February 7, 2018 / 11:04 AM / 8 months ago

EU chiefs welcome German coalition deal

BRUSSELS (Reuters) - Senior European Union officials welcomed Wednesday’s agreement in Berlin to form a new left-right grand coalition government, calling the long-awaited announcement a boost for the EU as a whole.

Social Democratic Party (SPD) leader Martin Schulz (L to R), leader of the Christian Social Union (CSU) Horst Seehofer and German Chancellor Angela Merkel of the Christian Democratic Union (CDU) arrive for coalition talks at the Social Democratic Party (SPD) headquarters in Berlin, Germany February 2, 2018. REUTERS/Christian Mang

“Coalition agreement in Germany: good news also for Europe!,” Economics Commissioner Pierre Moscovici tweeted.

“Respect for the constructive spirit of my friends from the SPD,” added the French Socialist, in a nod to Social Democrats who agreed to renew a coalition under Chancellor Angela Merkel despite worries that it could further undermine their electoral base.

The influential German chief-of-staff to European Commission President Jean-Claude Juncker also hailed the deal to form a government led by his fellow Christian Democrats:

“A 170-pages agreement for 4 years, opened by a strong Europe chapter, numerous committed references to the EU framework in all sectorial chapters,” Martin Selmayr tweeted, signing off with the German and EU flags.

The absence since September of an active government under Merkel in the EU’s most powerful state has been uncomfortable for Brussels as it seeks to push ahead with deeper integration while Britain, long the most hesitant big member, quits the bloc.

Emmanuel Macron’s election as French president last May with a commitment to work for closer EU ties with Germany has raised hopes in Brussels of significant progress, for example on new euro zone rules, despite differences between Paris and Berlin.

The failure of earlier coalition talks reduced the time available to advance key projects before the EU institutions effectively halt for much of 2019 due to EU Parliament elections.
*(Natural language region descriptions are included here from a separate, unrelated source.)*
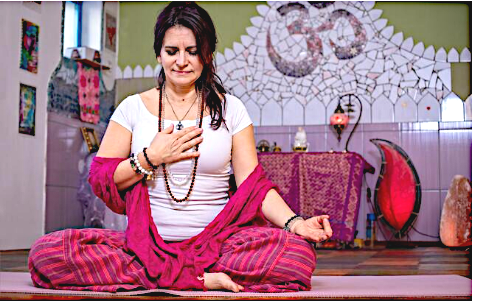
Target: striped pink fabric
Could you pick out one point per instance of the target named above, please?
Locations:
(262, 259)
(96, 258)
(267, 260)
(86, 259)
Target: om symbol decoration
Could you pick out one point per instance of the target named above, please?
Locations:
(313, 41)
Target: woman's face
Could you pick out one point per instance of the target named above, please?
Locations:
(179, 57)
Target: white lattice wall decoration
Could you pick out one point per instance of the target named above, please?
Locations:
(300, 57)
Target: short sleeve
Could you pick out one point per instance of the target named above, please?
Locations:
(236, 115)
(126, 112)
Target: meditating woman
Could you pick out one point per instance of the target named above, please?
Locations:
(165, 161)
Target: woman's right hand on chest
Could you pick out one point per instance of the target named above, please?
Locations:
(169, 147)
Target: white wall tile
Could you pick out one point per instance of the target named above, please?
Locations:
(293, 113)
(271, 114)
(405, 110)
(382, 110)
(452, 108)
(428, 109)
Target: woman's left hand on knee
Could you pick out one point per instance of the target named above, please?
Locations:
(316, 229)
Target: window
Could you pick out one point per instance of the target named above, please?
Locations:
(72, 25)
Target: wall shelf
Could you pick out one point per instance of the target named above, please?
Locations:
(93, 64)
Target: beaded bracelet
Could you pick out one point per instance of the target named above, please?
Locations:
(291, 221)
(133, 165)
(142, 170)
(154, 167)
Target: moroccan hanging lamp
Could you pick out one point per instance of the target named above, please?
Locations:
(339, 120)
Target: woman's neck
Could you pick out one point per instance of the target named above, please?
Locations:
(180, 93)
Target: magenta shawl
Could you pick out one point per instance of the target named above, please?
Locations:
(178, 265)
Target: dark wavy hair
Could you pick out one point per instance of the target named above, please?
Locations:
(195, 18)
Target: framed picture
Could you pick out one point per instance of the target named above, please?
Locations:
(26, 124)
(91, 139)
(29, 52)
(110, 39)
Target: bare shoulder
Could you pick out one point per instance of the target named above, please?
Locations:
(149, 98)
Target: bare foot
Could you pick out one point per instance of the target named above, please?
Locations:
(220, 280)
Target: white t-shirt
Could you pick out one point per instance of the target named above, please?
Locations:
(180, 221)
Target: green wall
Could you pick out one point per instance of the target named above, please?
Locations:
(441, 24)
(137, 20)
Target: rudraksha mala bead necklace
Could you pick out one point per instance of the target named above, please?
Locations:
(200, 115)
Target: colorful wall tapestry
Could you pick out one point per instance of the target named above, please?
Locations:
(63, 93)
(110, 40)
(88, 93)
(29, 51)
(26, 123)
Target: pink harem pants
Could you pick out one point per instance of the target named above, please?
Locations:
(262, 259)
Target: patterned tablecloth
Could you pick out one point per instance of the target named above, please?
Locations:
(320, 183)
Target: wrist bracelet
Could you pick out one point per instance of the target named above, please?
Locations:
(154, 167)
(133, 164)
(291, 221)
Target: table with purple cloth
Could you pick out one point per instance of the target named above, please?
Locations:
(318, 183)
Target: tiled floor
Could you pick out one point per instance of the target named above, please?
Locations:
(349, 262)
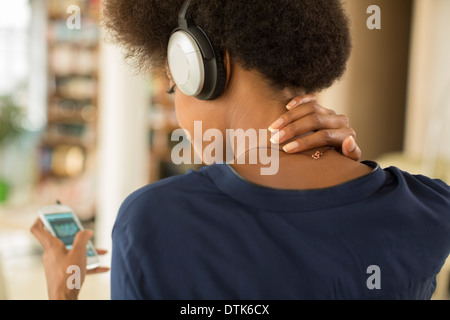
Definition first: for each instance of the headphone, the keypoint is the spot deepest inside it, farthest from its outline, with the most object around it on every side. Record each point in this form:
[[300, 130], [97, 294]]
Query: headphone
[[196, 67]]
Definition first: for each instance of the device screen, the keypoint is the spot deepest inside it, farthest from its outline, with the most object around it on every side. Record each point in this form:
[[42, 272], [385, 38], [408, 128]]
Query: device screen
[[65, 228]]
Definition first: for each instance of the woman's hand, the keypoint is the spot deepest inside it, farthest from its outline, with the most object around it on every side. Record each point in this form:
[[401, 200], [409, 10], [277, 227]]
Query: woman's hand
[[308, 126], [57, 260]]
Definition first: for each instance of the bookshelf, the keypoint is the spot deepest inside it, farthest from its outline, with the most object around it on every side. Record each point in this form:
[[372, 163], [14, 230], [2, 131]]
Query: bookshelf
[[67, 152]]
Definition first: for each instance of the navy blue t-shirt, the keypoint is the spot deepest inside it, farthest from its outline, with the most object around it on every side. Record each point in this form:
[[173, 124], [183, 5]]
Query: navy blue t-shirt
[[212, 235]]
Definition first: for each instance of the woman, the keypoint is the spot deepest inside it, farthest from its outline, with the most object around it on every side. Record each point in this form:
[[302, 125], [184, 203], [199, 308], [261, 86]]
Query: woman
[[321, 227]]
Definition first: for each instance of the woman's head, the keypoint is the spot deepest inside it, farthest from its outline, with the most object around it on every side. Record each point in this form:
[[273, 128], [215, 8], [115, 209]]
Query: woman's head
[[291, 43]]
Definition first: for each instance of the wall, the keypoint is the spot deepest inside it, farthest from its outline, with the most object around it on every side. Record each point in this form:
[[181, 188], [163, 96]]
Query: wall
[[373, 90], [428, 113]]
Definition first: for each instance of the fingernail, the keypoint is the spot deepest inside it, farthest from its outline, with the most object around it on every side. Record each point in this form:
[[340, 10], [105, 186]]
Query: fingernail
[[276, 125], [290, 147], [351, 144], [291, 104], [277, 137]]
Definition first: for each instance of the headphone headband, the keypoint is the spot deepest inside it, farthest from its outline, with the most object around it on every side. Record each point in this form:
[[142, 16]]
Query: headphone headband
[[196, 67], [184, 16]]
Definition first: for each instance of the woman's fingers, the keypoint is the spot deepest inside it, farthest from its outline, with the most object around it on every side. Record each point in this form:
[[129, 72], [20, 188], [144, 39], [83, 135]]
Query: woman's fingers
[[308, 126], [312, 123], [301, 100]]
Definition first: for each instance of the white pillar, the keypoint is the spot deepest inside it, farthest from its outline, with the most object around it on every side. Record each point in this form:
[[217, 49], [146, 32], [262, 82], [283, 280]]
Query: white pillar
[[123, 145]]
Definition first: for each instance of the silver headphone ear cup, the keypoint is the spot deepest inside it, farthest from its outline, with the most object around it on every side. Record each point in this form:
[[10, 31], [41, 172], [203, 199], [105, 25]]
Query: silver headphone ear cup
[[186, 63]]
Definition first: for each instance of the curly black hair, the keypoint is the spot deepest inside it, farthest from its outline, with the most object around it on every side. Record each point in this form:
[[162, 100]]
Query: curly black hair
[[293, 43]]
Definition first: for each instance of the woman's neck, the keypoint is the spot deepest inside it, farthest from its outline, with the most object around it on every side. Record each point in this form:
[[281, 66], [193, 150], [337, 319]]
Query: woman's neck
[[252, 107]]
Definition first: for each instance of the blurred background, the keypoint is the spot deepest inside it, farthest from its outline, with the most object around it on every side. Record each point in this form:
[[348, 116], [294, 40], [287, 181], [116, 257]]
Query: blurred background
[[77, 125]]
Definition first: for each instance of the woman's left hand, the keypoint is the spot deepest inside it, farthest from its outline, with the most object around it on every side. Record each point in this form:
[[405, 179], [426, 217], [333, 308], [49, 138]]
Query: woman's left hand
[[306, 116], [57, 260]]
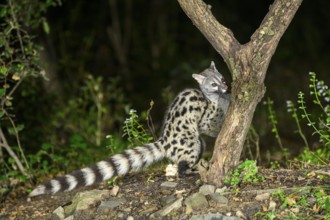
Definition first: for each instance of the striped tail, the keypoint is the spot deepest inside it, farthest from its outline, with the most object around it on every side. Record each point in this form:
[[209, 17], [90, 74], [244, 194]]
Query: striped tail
[[117, 165]]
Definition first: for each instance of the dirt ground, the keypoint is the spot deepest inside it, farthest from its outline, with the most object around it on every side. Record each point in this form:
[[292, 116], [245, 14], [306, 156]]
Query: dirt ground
[[142, 195]]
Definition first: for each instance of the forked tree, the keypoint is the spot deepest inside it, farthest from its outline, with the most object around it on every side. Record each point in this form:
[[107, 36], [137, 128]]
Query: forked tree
[[248, 65]]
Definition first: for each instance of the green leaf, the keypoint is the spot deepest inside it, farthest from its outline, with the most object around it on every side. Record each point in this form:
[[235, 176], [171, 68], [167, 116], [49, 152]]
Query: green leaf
[[2, 92], [46, 27]]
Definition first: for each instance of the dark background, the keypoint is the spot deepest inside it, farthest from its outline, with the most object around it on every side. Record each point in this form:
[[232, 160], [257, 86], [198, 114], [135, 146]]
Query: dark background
[[149, 49]]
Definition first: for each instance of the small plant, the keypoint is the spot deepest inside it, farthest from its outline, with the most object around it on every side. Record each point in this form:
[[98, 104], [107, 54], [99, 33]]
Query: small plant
[[19, 62], [321, 98], [247, 172], [318, 120], [273, 120], [134, 131]]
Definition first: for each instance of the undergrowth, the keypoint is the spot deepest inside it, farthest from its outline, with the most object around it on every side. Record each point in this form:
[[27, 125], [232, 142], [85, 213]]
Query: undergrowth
[[315, 115]]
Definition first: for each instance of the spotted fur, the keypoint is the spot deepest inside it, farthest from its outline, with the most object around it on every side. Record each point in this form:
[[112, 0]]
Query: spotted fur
[[192, 113]]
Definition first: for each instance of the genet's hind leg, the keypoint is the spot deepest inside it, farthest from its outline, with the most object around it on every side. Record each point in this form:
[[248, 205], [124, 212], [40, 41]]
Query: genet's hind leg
[[190, 156]]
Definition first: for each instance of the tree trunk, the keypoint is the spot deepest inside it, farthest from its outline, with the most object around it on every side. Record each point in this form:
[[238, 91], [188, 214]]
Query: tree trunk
[[248, 65]]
However, some EU leaders hope that the SPD may bring Merkel closer to Macron, an independent who was a minister in the previous Socialist government in Paris.

Juncker aide Selmayr noted that the lengthy coalition agreement included German positions on a range of EU policy areas, including the digital single market, defense cooperation, online privacy, copyright and the environment.

Manfred Weber, who leads Merkel’s center-right allies in the European Parliament, tweeted: “Good signal from Berlin to the people and whole Europe: the future German government is ready to contribute to a stronger and better Europe. This is a clear pro European approach and an answer to populists.”